The on-going refugee crisis on Europe's borders continues to break grim records, and it is likely to be a central issue in the forthcoming "Brexit" referendum. According to the International Organisation for Migration, this January was the worst month so far in terms of the deaths of refugees crossing the Mediterranean, with at least 244 fatalities compared to 82 last January. Speaking to Al Jazeera, Human Rights Watch representative Eva Cossé warned: "People are wearing fake life jackets; if there is a shipwreck, people drown."

Sealed borders:

The EU taking U-turns on humanity
Click to read the EU's response to the #RefugeeCrisis

While more than 55,000 refugees and migrants are already seeking sanctuary in Europe, the political and media establishments across the continent have grown ever more hostile to their presence. Thus there are likely to be few better allegories than the "fake life jackets" to describe the role of the EU. For all its myriad promises of promoting "the universal and indivisible nature" of human rights, Europe continues to fail refugees. As Gauri van Gulik, from Amnesty International, put it last summer: "All these crises are symptoms of the same problem: Europe is not accepting its responsibility in an unprecedented global refugee crisis."

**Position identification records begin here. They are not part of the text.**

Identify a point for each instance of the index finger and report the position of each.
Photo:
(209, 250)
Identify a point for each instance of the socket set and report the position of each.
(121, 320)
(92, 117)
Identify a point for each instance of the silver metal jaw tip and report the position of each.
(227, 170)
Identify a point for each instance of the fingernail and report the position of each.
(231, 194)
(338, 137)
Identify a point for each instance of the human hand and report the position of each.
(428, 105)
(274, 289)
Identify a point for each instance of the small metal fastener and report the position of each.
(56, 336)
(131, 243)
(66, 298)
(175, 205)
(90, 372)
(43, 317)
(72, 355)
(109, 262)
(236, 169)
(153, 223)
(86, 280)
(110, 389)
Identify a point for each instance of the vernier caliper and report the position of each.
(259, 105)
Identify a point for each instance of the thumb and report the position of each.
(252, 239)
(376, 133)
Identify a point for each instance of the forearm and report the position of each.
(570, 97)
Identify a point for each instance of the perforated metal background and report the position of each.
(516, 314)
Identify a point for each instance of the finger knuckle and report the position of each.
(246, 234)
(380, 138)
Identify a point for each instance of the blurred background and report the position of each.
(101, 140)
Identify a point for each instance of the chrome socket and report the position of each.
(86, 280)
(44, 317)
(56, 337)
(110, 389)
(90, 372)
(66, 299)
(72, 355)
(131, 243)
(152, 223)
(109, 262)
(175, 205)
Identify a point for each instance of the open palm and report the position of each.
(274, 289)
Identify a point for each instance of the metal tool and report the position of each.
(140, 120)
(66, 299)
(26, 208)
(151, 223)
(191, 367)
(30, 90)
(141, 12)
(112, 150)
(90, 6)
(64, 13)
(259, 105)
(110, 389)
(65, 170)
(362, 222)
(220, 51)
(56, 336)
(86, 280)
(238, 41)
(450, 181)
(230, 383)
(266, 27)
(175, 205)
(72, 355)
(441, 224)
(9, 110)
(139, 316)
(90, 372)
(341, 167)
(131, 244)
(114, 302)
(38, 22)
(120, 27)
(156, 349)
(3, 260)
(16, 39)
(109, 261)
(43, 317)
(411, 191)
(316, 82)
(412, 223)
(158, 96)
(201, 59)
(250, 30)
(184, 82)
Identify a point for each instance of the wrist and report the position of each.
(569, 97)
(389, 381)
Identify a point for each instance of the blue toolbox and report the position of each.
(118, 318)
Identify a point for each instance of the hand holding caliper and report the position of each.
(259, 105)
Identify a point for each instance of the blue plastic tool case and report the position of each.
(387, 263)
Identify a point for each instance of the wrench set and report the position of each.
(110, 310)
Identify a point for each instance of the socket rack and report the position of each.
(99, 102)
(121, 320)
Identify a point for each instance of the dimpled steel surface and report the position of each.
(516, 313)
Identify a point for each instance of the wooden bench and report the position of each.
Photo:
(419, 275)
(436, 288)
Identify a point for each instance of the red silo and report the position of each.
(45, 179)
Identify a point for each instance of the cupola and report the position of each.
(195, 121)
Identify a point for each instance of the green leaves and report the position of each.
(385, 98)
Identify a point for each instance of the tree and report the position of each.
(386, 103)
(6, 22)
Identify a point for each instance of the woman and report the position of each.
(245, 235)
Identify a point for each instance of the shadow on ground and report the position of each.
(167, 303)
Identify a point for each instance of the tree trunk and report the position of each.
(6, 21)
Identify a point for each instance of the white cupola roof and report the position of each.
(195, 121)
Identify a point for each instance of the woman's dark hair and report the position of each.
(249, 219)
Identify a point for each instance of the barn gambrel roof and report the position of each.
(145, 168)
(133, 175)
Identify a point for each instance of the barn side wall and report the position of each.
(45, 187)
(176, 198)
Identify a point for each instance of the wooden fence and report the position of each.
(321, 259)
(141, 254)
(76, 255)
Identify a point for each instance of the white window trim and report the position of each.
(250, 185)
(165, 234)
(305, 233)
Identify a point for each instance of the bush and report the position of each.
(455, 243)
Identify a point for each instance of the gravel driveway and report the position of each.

Working out why this failure continued is not necessarily as straightforward as we might think. Indeed, as polling shows, enmity towards refugees among the general population in European states is widespread. This means that for many – otherwise entirely decent – Europeans there is limited empathy available, even for a group of people who have suffered the kind of devastation and hardship that has been – thankfully – uncommon in Europe for decades.

Hostility towards refugees

There have, of course, been various explanations put forward, including claims that this situation is a direct product of racism, or that European states are already "overwhelmed". A common refrain among many of the mainstream publications and with political leaders, however, is that Europe is doing the best it can but has legitimate concerns over its own survival in this context.

Indeed many of the reasons that European leaders have cited as reasons for these failures hint at this rationale. For example as Hungarian politician, Anna Magyar, stated: "Member states have obligations to their own citizens. When are we going to start protecting our own citizens against the massive flows of illegal migrants?"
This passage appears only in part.